In any business if someone wants to put out a tender to win a job, that is fair enough. You look at cost and quality et cetera. But in certain sectors, like the owner-drivers, I think it is very important to have a uniform approach. You need to get the base costs adhered to. We have seen that for owner-drivers in the construction industry, where price cutting was happening like there was no tomorrow because contractors in that industry were trying to pick the lowest cost. That compromises quality and health and safety and turns worker against worker. As far as I am concerned these owner-drivers are workers, like any employees; they are not employing dozens or hundreds of people. They are working for themselves operating equipment. Some of them might have one or two employees. Therefore as far as I am concerned they are workers, and they should be able to have some sort of collective approach.

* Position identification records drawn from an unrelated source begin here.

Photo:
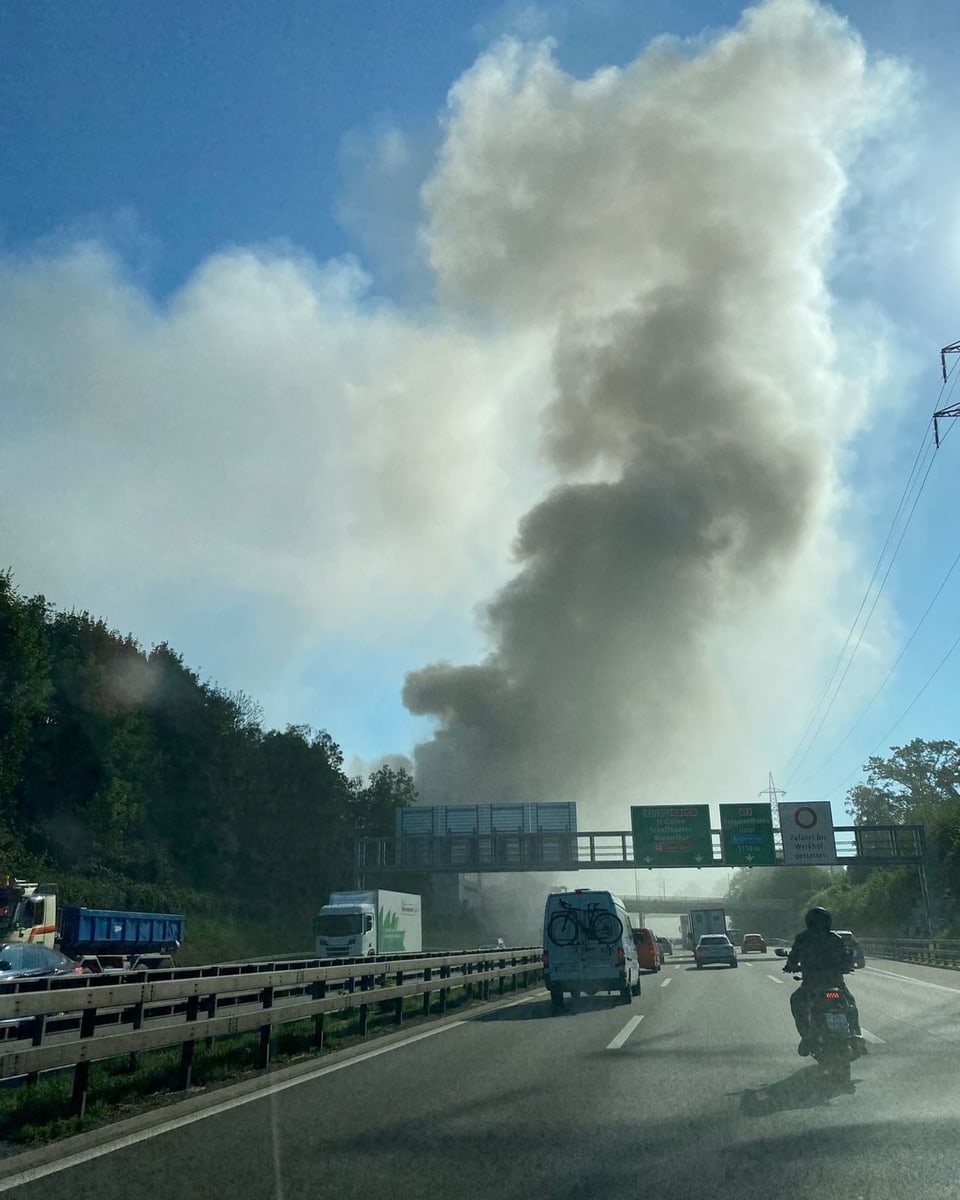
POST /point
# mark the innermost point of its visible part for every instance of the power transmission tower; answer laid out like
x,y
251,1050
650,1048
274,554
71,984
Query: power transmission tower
x,y
773,792
952,409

The bill basically creates a level playing field by compelling the industry, or the employers—we are going to use this term for the people who are going to engage their services—to understand, for example, that the cost to service an owner-driver’s truck is worth X. So to operate a truck with all the safety standards and requirements to operate in the industry might cost $100 an hour, for argument’s sake—and I am just giving that figure as an example. Then it is up to the operator to decide how much their labour is worth. Is it worth $20 an hour or $50 an hour et cetera? But at least no-one can undercut the base cost. My understanding is there have been some examples quoted by the TWU over the years. They have been battling with employers and trying to address the fact that some even go under the base cost. That can only lead to one thing: using inferior equipment and compromising safety—the safety of these individuals operating this equipment and the safety of the public.

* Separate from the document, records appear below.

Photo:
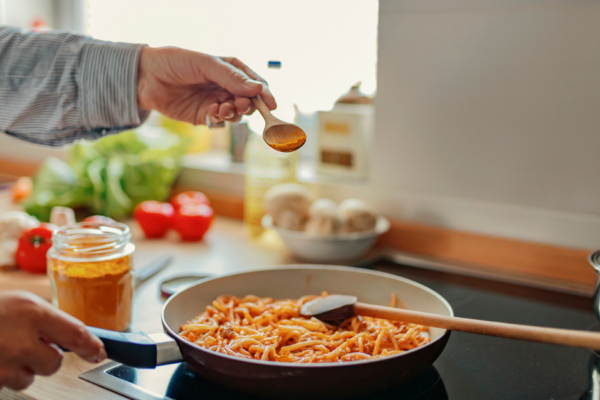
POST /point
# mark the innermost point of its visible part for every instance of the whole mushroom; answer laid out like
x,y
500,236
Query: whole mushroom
x,y
288,205
323,218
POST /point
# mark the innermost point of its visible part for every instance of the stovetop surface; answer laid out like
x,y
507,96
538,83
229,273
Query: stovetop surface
x,y
471,366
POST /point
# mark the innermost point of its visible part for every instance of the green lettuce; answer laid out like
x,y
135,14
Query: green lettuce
x,y
108,177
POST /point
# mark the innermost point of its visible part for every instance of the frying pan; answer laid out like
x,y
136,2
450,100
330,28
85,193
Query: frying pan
x,y
277,379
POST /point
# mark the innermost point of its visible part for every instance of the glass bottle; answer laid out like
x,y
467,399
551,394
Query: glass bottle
x,y
264,168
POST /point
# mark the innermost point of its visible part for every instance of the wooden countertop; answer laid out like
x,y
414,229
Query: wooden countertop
x,y
226,248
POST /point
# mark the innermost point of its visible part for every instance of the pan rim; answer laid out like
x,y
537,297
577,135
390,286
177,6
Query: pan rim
x,y
175,336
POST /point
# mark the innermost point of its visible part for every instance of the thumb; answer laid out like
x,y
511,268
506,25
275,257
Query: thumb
x,y
232,79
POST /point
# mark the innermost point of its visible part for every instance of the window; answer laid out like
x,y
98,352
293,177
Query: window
x,y
325,46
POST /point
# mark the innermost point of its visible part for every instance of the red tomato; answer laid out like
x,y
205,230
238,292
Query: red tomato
x,y
99,218
33,246
154,217
188,197
192,221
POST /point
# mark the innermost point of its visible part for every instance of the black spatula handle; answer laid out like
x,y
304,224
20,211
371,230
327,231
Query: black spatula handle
x,y
133,349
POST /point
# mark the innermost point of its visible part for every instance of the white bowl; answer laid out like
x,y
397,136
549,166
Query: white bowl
x,y
340,247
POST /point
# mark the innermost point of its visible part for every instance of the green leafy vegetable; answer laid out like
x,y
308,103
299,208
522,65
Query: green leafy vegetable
x,y
109,177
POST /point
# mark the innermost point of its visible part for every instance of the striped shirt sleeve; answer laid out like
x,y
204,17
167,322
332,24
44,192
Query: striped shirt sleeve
x,y
56,88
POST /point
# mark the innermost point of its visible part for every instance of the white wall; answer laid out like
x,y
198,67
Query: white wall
x,y
488,117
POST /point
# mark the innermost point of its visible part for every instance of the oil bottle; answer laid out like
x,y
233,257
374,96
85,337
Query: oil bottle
x,y
265,168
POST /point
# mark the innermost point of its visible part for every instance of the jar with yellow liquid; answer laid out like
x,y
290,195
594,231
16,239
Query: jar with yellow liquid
x,y
264,168
90,269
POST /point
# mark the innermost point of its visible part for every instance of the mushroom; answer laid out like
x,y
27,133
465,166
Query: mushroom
x,y
288,205
323,218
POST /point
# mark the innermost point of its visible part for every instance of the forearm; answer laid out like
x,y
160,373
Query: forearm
x,y
59,87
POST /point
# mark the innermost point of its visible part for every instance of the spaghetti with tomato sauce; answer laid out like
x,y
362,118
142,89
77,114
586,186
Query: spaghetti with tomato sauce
x,y
273,330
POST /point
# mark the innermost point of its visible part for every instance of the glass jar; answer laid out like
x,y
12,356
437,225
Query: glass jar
x,y
90,269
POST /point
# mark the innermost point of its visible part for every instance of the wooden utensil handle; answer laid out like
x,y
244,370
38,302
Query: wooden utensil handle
x,y
262,108
565,337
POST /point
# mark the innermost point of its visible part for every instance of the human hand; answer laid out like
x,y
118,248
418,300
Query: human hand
x,y
189,86
30,331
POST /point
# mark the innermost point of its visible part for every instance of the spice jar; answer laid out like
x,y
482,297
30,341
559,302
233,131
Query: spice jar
x,y
90,270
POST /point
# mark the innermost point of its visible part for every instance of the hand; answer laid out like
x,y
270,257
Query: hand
x,y
30,331
189,86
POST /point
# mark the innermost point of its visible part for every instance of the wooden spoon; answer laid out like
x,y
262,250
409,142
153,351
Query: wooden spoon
x,y
340,307
279,135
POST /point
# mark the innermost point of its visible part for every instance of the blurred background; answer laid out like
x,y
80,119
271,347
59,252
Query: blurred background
x,y
482,115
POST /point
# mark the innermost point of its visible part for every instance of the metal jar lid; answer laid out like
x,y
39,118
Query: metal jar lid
x,y
595,260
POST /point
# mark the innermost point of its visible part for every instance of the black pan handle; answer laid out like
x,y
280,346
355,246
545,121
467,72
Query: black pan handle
x,y
133,349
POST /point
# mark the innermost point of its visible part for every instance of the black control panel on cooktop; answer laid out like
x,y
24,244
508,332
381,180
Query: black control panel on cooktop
x,y
471,366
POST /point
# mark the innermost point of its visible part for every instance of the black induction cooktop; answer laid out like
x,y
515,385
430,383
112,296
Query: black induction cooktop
x,y
471,366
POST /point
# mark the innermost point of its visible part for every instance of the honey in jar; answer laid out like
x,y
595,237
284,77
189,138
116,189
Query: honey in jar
x,y
90,269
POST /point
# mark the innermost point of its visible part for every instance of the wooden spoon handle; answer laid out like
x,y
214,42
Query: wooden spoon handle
x,y
565,337
262,108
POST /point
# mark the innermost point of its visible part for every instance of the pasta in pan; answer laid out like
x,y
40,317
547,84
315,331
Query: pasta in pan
x,y
273,330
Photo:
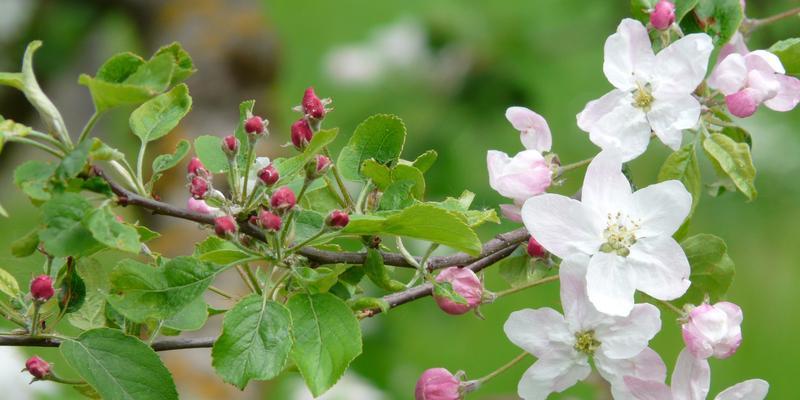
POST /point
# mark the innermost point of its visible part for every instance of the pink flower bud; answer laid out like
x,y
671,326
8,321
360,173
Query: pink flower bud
x,y
437,384
198,187
535,250
254,125
42,288
663,15
337,219
230,145
37,367
268,175
301,134
713,330
283,199
312,105
466,284
225,226
269,221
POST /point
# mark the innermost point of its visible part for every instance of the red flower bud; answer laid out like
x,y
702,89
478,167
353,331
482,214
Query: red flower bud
x,y
37,367
42,288
337,219
268,175
225,226
254,125
535,249
269,221
301,134
283,199
312,105
230,145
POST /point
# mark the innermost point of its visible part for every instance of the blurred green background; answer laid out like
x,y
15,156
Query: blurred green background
x,y
449,69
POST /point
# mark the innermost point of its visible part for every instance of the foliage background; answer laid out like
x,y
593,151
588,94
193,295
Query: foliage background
x,y
451,85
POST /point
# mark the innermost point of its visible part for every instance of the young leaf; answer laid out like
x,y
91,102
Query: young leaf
x,y
119,366
326,338
159,115
255,342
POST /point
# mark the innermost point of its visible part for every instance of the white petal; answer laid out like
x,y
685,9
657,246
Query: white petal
x,y
625,337
661,208
538,331
661,267
646,365
562,225
554,372
753,389
605,188
669,116
681,66
628,55
690,378
610,284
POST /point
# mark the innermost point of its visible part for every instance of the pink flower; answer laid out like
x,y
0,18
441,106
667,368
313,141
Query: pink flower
x,y
466,284
750,79
437,384
533,129
690,381
713,330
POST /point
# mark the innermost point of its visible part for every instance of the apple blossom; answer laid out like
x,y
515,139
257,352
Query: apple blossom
x,y
713,330
653,92
628,236
533,129
563,344
690,381
748,80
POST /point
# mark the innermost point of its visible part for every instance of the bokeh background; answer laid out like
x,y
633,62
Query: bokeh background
x,y
449,69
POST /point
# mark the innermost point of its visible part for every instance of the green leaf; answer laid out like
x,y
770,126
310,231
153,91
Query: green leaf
x,y
712,268
376,272
380,137
159,115
118,366
788,51
255,342
420,221
140,291
682,165
733,160
326,338
109,231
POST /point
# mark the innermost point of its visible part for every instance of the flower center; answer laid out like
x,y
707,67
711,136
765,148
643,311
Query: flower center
x,y
586,343
620,234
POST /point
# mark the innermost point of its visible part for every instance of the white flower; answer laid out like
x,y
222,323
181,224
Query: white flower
x,y
533,129
690,381
653,91
563,344
627,235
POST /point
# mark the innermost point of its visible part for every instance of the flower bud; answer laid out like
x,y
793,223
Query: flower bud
x,y
337,219
230,145
535,250
42,288
312,105
437,384
466,284
713,330
282,200
37,367
663,15
225,226
254,125
269,221
301,134
198,187
268,175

We know how large these trucks are and how fast they can go on major roads, especially on country roads, and I do drive past them from time to time. It is very important that this bill will actually do two things. One is it will give the owner-drivers a fair chance to be able to earn a living, and secondly, it will address the safety issues to make sure owner-drivers are not being put at risk and that they are not putting Victorian drivers and the rest of the community at risk. So it is always about that fair balance, and that is why I endorse the bill. I again want to congratulate the minister for putting it together, the TWU and all the owner-drivers who have been involved and consulted in the development of this bill. I hope the industry will actually implement the provisions of this legislation to make sure we get a fair system in place to make sure it is a win-win for the industry and a win-win for the owner-drivers and for the safety of the public. With those few words, I commend the bill to the house. Motion agreed to. Read second time.